Kurzer Check: Handy, Portemonnaie, Ausweis, Kontokarte… alles da. Auf geht’s! Ich laufe die paar Kilometer bis Guben und fahre mit dem Zug nach Berlin. Untertauchen ist auch nicht schwer, wenn man (wie ich) genug Geld hat. Das ist richtig schön, die absolute Freiheit zu genießen… und meine Kumpels, die ich getroffen habe, die verstehen mich auch. Da gibt es kein Problem, mit denen Party zu machen und zu trinken…
Als ich irgendwann meine Augen einen Spalt öffne, sehe ich flackernde blaue Lampen… und Leute in roten Jacken… und döse wieder weg…
Als ich das nächste Mal wach werde, liege ich in einem Zimmer, das ich nicht ken-ne… es ist ein Krankenhaus… mir ist so schlecht… die faseln was von Alkoholvergiftung… und dass ich noch Glück gehabt hätte, dass mir nichts weiter passiert sei… und nur das Geld weg ist… und meine Mutter bald käme…
Als sie am Bett steht, sagt sie, dass wir dringend reden müssen, da es so nicht weitergehen könne mit mir. Sie gibt mir zwei Möglichkeiten zur Auswahl, zwischen denen ich mich bis morgen zu entscheiden habe:
Möglichkeit eins: Ich kann eine Wohnung in Sarnow eingerichtet kriegen, einem kleinen Kuhkaff mitten in der Schorfheide. Sie würde Unterhalt und Miete zahlen, so dass ich nicht verhungern würde. Dort bekäme ich auch eine Ausbildung in der Tierhaltung. Die hätten dort eine Lehrstelle im Stall frei. Sie hätte sich schon erkun-digt, und die würden mich auch nehmen. Somit könne ich in neuer Umgebung völlig neu anfangen… Spinnt die „Alte“? Ist die mit dem Klammersack gepudert? Oder wurde die als Kind zu heiß gebadet? Hat die zu lange in der Sonne gelegen? Das ist ja am Ar*** der Welt!!! Völlig unannehmbar!!!

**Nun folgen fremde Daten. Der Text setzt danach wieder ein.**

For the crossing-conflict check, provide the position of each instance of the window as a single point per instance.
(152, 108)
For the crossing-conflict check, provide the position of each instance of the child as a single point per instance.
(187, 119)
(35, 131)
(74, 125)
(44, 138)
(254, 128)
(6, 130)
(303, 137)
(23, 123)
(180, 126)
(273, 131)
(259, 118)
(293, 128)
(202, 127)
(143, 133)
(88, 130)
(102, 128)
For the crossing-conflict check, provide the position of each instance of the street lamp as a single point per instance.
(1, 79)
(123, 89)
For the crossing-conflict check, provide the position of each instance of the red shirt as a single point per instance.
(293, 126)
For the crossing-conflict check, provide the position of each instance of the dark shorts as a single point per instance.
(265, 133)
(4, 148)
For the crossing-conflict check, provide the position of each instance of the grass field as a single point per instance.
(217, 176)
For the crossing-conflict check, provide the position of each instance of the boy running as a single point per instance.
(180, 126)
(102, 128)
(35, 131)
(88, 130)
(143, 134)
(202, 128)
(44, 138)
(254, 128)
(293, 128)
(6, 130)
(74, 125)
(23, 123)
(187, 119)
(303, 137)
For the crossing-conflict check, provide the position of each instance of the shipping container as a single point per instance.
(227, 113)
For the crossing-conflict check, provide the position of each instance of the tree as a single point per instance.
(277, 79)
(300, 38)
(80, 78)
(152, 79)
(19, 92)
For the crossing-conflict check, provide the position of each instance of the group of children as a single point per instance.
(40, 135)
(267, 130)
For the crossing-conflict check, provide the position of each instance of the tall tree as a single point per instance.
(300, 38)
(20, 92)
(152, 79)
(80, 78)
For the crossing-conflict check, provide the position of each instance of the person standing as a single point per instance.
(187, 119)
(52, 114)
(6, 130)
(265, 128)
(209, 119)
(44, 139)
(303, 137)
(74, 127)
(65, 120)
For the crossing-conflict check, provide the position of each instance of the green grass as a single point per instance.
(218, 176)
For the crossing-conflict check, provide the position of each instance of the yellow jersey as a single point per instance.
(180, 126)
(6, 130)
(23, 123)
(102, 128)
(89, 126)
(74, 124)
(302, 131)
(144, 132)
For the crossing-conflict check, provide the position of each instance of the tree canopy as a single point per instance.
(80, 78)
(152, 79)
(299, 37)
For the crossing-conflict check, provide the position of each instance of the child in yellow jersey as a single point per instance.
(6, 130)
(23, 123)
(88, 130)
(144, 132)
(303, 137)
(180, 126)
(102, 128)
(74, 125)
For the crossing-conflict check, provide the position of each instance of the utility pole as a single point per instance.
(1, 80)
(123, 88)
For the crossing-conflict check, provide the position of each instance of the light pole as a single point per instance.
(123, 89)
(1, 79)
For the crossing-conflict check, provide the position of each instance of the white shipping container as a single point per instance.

Möglichkeit zwei: Wenn ich auch weiterhin zu Hause wohnen wolle, würde sie mich mit Zwangsmaßnahmen festhalten. Ich könne immer versuchen, das Haus zu verlassen, um abzuhängen, wenn ich die Chance bekäme. Meine Mutter dürfe aber alles unternehmen, was sie wolle, dass ich zu Hause bliebe. Sie darf also über mich verfügen?! Sie kann weiter über mich bestimmen?! Aber wenn ich mich nicht drauf einlasse… Mich im Haus einsperren? Das packt die doch nie!!! Das beweise ich ja schon seit Jahren!!! Also kein Problem!
Ich will sofort zusagen, als meine Mutter sagt, dass ich erst überlegen solle, denn es bedeute auch, dass ich eine Erklärung abzugeben hätte, dass ich mit allen Maßnahmen einverstanden sei, die mich zu Hause festhalten, also auch mit allem, was mir Zeit zum Nachdenken gibt. Und diese Genehmigung soll für die Dauer von vier Wochen gültig sein. Na ja, das sitze ich auf einer Ar***backe ab! Da hänge ich eben in meinem Zimmer bei Musik und Fernseher ab. Alles kein Problem!